Sometimes real change comes at a cost
Target may be the most high-profile hacking case in recent years, but it certainly isn't the only one. Neiman Marcus also suffered a security breach over the holidays that put its customers' credit card data at risk. Additionally, IntelCrawler, a cyber-security firm, claims six other U.S. retailers may also have had sensitive data stolen in recent months.

In an interview with the Financial Times, IntelCrawler's CEO warned that more breaches, particularly at U.S. department stores, could be uncovered soon. Moreover, cyber attacks against retail outlets rose more than 100% last year, according to Cisco's annual security report.

With credit card fraud on the rise in the U.S., Target and other retailers may finally be strong-armed into upgrading their point-of-sale systems and adopting chip cards. Unlike traditional credit cards with a magnetic strip, these so-called smart cards contain silicon chips that encrypt and store sensitive information -- making it more difficult for thieves to obtain and duplicate it.

That's where VeriFone Systems (PAY) comes into play. The electronic payments provider is well positioned to profit from this shift, particularly as credit card companies such as Visa aggressively push retailers to upgrade their point-of-sale systems -- many of which VeriFone makes.

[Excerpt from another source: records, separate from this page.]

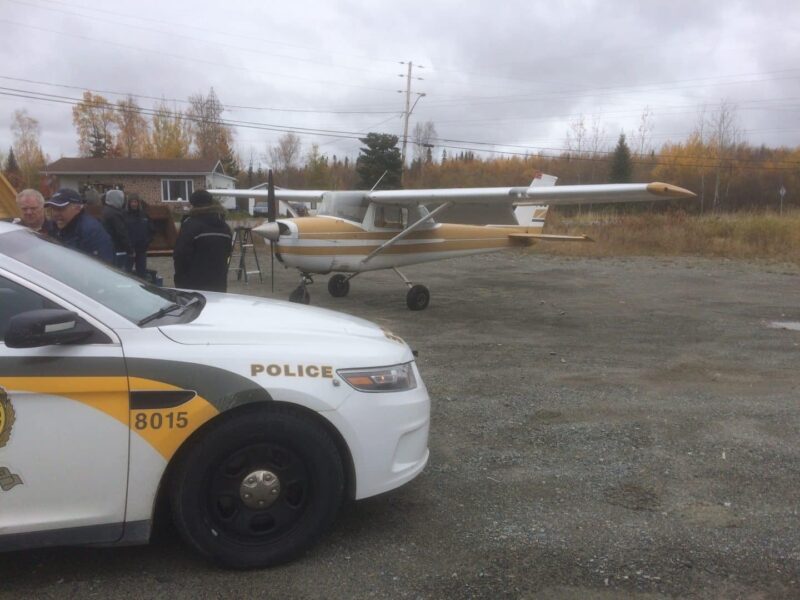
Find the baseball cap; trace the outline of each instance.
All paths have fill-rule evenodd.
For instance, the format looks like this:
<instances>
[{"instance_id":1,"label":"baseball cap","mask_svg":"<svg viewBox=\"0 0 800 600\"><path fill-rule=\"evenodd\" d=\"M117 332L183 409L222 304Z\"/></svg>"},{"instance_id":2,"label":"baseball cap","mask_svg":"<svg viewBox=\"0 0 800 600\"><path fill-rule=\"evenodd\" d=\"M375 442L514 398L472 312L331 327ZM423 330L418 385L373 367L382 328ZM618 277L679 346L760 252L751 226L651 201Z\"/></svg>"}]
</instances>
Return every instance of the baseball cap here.
<instances>
[{"instance_id":1,"label":"baseball cap","mask_svg":"<svg viewBox=\"0 0 800 600\"><path fill-rule=\"evenodd\" d=\"M83 198L81 198L81 195L75 190L61 188L55 194L50 196L50 198L44 204L45 206L58 206L61 208L67 204L83 204Z\"/></svg>"}]
</instances>

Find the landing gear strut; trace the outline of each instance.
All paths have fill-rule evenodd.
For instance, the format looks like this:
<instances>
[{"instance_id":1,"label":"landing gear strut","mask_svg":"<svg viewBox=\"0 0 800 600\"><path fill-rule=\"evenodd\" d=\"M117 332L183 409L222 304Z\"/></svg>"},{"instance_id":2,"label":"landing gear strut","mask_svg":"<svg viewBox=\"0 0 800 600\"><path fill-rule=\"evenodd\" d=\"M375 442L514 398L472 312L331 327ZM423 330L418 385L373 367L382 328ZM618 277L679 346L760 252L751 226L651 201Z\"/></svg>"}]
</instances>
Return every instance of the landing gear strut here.
<instances>
[{"instance_id":1,"label":"landing gear strut","mask_svg":"<svg viewBox=\"0 0 800 600\"><path fill-rule=\"evenodd\" d=\"M344 298L350 291L350 280L355 277L355 274L342 275L337 273L328 280L328 292L334 298Z\"/></svg>"},{"instance_id":2,"label":"landing gear strut","mask_svg":"<svg viewBox=\"0 0 800 600\"><path fill-rule=\"evenodd\" d=\"M409 288L408 294L406 294L406 306L408 310L424 310L427 308L431 301L431 293L428 288L419 283L414 285L397 269L393 268L392 271L397 273L400 279L402 279Z\"/></svg>"},{"instance_id":3,"label":"landing gear strut","mask_svg":"<svg viewBox=\"0 0 800 600\"><path fill-rule=\"evenodd\" d=\"M298 285L294 291L289 294L289 302L296 302L298 304L308 304L311 302L311 294L309 294L308 290L306 289L306 286L309 283L314 283L311 275L308 273L301 273L300 285Z\"/></svg>"}]
</instances>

A Veri promising turnaround
In fact, there are more than 20 million of VeriFone's electronic-payment terminals in operation in the retail market today. The company has been in a transitional period recently as it tries to catch up to rivals in an increasingly mobile payments environment. But system upgrades and a shift to new credit card technology could be just what the doctor ordered. Retailers could purchase between 15 million and 20 million smart card devices -- adding around $100 million in incremental revenue to VeriFone's coffers, according to Barclays .

As soon as October of next year, Visa and other credit card companies will hold merchants such as Target accountable for fraudulent transactions that occur when a chip-enabled card is presented but unable to be used because the retailer failed to update its POS device. As a result, VeriFone should start to see a meaningful influx of customers upgrade their devices in the quarters to come. This could add upside to the stock in the year ahead. On top of this, VeriFone's new management team is making new tech a priority by investing in next-generation products. The company's payment-as-a-service business is also gaining momentum. In fact, the segment accounted for 40% of VeriFone's total revenue in the last quarter. These shifts in VeriFone's business model together with technology upgrades in the retail space should help its stock move higher in the year ahead.